16 Le dimanche 16 janvier s'était tenue la réunion de la Compagnie du Saint Sacrement, dont Michel était membre. Selon la coutume, chaque compagnon avait tiré au sort un billet sur lequel était inscrite une maxime à méditer ou une pratique à accomplir durant la semaine suivante. Sur celui de Michel était écrite la phrase citée ici, et il y avait lu un avertissement du Seigneur. II la complète maintenant d'exquise façon.

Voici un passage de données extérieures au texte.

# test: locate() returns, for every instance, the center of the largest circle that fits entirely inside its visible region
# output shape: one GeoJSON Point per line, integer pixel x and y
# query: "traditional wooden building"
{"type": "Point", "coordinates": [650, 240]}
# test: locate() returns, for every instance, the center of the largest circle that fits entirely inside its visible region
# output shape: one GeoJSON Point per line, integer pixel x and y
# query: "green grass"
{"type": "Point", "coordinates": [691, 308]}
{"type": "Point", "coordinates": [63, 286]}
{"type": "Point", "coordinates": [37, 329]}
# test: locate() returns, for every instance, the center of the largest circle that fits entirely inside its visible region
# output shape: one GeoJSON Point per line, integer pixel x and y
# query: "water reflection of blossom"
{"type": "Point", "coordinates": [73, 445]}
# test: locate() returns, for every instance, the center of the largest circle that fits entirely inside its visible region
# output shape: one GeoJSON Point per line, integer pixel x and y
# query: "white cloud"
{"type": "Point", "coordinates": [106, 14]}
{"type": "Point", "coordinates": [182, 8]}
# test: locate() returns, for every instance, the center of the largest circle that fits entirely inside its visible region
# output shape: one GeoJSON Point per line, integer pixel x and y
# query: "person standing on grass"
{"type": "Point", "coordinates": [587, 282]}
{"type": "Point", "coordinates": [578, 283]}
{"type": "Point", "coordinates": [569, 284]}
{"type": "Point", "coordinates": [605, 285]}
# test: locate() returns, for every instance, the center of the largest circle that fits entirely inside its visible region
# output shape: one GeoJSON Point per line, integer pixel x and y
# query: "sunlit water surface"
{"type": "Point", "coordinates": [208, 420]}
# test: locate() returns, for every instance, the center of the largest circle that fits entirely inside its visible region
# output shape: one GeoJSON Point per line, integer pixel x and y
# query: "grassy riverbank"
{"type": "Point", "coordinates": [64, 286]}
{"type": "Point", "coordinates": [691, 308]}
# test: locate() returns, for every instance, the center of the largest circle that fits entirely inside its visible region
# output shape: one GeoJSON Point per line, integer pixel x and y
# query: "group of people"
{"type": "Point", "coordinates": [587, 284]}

17 Il n'est pas difficile de croire avec Don Bosco que Michel reçut en ces instants « une grâce spéciale de notre Seigneur ». Quant au suprême dialogue rapporté ensuite, Don Caviglia le caractérise ainsi :« C'est un dialogue de Fioretti de saint François : sûrement il n'est pas fréquent de rencontrer tant de simplicité dans les grandes choses, tant de familiarité avec les choses divines, tant de certitude d'être sur le seuil du Paradis. La fi­gure spirituelle de ce garçon qui n'a pas encore quatorze ans s'élève à des hauteurs imprévues... Don Bosco, étonné, ne trouve pas d'autre mot pour définir ce trépas que :« un joyeux sommeil » (Studio, p. 189).